I arrive at the transition house and pass through the kitchen saying hello to the women who are currently living there, two of whom are making dinner and laughing together. I introduce myself to a woman who I haven’t met before, named “Laura” who tells me that she’s just moved in the day before. She reminds me of a friend that I’ve known for years; her face looks like a friendly one, inviting a conversation, although right now she looks a little scared and uncomfortable. I tell her that I’m really glad that she’s here and that I hope that she feels settled soon. I offer to make us a pot of tea and she accepts so we sit down at the table to talk as the kettle boils.

She starts her story, one of control where he has attacked her self confidence by questioning all of her decisions, calling her names and not letting her have good friends. Sometimes he punched or pushed her. She says she doesn’t understand why she loves him even though he treats her this way. Two of the other residents come and sit at the table, listening patiently as the new woman speaks.

One resident named “Brit” tells the woman that she’s not alone, and that her story sounds a lot like the one she has told in this same room.

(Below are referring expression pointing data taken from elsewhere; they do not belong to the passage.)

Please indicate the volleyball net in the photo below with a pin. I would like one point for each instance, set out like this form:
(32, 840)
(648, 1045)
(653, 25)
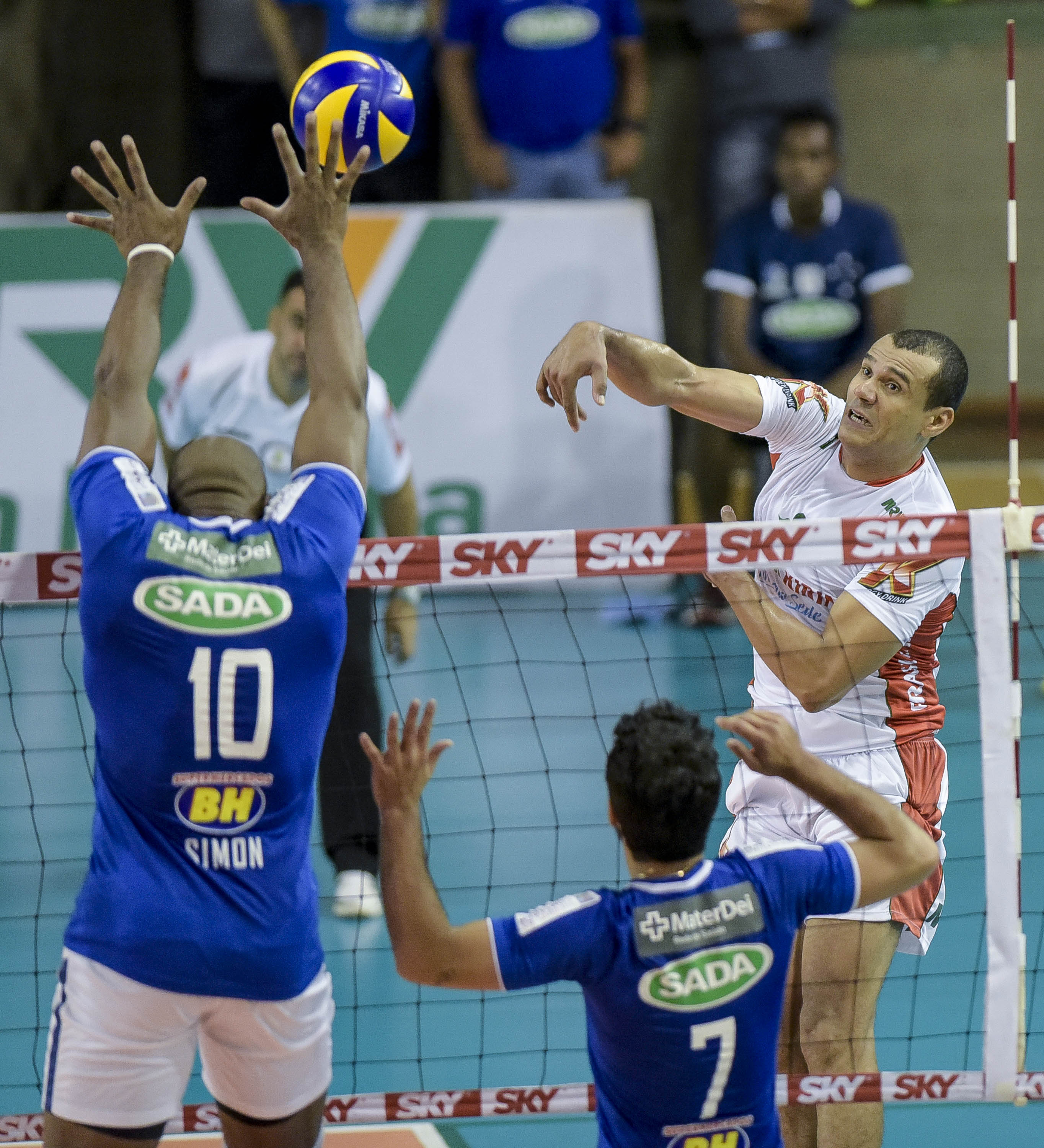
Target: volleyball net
(533, 644)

Laura says that she’s not sure whether or not she wants to leave him yet. I tell her that I’m glad that she’s here, even if it is only for a few days to think of what she wants to do next. One of the women leaves the table for a moment to bring a box of tissues to the table, as Laura has started to cry, and we all hug her, telling her that she probably needs a good night’s sleep as she hasn’t been sleeping well lately.

So finally it’s time for me to head back to my home I’m tired and know that I and my team are still on duty for any crisis calls that may come that night. I hop back in the car and start my half hour drive home, thinking of the woman who I met tonight at the house, and how she has a most difficult road ahead of her as she decides what she’d like to do next.

I guess I could feel discouraged, but I don’t because the five women who are on my evening team and the five women in the house with their little children are all fighting back in their own ways. Overall I feel determined, and the women who I meet are all so inspiring that I feel hopeful that things are going to get better for all of us.